The anarchy in China is, of course, very regrettable, and every friend of China must hope that it will be brought to an end. But it would be a mistake to exaggerate the evil, or to suppose that it is comparable in magnitude to the evils endured in Europe. China must not be compared to a single European country, but to Europe as a whole. In The Times of November 11, 1921, I notice a pessimistic article headed: “The Peril of China. A dozen rival Governments.” But in Europe there are much more than a dozen Governments, and their enmities are much fiercer than those of China. The number of troops in Europe is enormously greater than in China, and they are infinitely better provided with weapons of destruction. The amount of fighting in Europe since the Armistice has been incomparably more than the amount in China during the same period. You may travel through China from end to end, and it is ten to one that you will see no signs of war. Chinese battles are seldom bloody, being fought by mercenary soldiers who take no interest in the cause for which they are supposed to be fighting. I am inclined to think that the inhabitants of China, at the present moment, are happier, on the average, than the inhabitants of Europe taken as a whole.

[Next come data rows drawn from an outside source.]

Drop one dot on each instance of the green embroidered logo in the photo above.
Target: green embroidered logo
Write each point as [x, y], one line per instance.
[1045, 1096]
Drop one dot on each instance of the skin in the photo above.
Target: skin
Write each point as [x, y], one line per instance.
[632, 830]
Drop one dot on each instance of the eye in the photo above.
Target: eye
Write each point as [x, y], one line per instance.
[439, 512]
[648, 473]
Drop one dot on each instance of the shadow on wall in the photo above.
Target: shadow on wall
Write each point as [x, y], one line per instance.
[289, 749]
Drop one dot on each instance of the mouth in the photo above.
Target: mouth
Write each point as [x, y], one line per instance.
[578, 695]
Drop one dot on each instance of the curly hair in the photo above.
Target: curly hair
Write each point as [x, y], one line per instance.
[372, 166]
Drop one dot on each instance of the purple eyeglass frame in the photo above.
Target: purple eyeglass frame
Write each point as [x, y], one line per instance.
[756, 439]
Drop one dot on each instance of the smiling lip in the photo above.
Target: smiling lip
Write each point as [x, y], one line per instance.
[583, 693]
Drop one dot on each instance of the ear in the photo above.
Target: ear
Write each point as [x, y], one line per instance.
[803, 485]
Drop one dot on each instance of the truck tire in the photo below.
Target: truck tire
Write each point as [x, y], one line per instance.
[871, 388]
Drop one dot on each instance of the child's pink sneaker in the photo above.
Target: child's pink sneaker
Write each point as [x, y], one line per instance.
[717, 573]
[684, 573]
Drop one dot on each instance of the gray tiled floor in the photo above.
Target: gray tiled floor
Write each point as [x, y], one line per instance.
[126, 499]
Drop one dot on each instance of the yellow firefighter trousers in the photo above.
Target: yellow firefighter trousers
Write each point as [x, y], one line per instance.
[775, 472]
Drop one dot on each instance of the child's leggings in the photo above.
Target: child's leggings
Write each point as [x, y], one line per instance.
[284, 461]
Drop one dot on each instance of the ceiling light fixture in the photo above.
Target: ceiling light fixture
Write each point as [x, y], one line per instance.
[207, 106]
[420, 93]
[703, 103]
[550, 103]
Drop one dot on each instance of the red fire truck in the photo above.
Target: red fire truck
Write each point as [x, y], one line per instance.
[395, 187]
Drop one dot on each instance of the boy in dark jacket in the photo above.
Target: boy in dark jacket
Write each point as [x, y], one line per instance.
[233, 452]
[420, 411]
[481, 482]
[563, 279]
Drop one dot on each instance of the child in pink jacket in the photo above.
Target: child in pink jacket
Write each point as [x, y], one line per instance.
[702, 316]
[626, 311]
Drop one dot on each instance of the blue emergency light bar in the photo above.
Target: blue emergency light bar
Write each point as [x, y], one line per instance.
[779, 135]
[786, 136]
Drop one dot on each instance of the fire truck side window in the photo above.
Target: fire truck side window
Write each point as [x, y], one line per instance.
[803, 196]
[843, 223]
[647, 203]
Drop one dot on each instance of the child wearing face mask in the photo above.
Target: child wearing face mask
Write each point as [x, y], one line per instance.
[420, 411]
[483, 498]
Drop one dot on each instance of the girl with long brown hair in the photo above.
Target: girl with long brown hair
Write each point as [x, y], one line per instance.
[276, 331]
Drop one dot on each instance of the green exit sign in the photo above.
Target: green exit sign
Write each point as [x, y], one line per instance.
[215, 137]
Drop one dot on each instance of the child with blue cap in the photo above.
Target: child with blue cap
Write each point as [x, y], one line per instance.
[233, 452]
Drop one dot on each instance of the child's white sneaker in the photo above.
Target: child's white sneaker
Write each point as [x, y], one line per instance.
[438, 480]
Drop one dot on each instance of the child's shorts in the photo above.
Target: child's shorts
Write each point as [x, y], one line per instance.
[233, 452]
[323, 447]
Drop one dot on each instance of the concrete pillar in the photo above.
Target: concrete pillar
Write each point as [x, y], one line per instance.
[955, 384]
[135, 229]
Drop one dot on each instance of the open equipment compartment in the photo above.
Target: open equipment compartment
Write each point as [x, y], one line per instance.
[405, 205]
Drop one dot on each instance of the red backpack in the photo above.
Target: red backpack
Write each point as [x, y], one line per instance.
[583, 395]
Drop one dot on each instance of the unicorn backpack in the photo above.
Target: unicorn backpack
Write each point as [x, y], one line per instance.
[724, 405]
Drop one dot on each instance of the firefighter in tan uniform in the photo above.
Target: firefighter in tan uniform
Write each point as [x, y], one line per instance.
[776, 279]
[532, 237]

It is clear, I think, that political reform in China, when it becomes possible, will have to take the form of a federal constitution, allowing a very large measure of autonomy to the provinces. The division into provinces is very ancient, and provincial feeling is strong. After the revolution, a constitution more or less resembling our own was attempted, only with a President instead of a King. But the successful working of a non-federal constitution requires a homogeneous population without much local feeling, as may be seen from our own experience in Ireland. Most progressive Chinese, as far as I was able to judge, now favour a federal constitution, leaving to the Central Government not much except armaments, foreign affairs, and customs. But the difficulty of getting rid of the existing military anarchy is very great. The Central Government cannot disband the troops, because it cannot find the money to pay them. It would be necessary to borrow from abroad enough money to pay off the troops and establish them in new jobs. But it is doubtful whether any Power or Powers would make such a loan without exacting the sacrifice of the last remnants of Chinese independence. One must therefore hope that somehow the Chinese will find a way of escaping from their troubles without too much foreign assistance.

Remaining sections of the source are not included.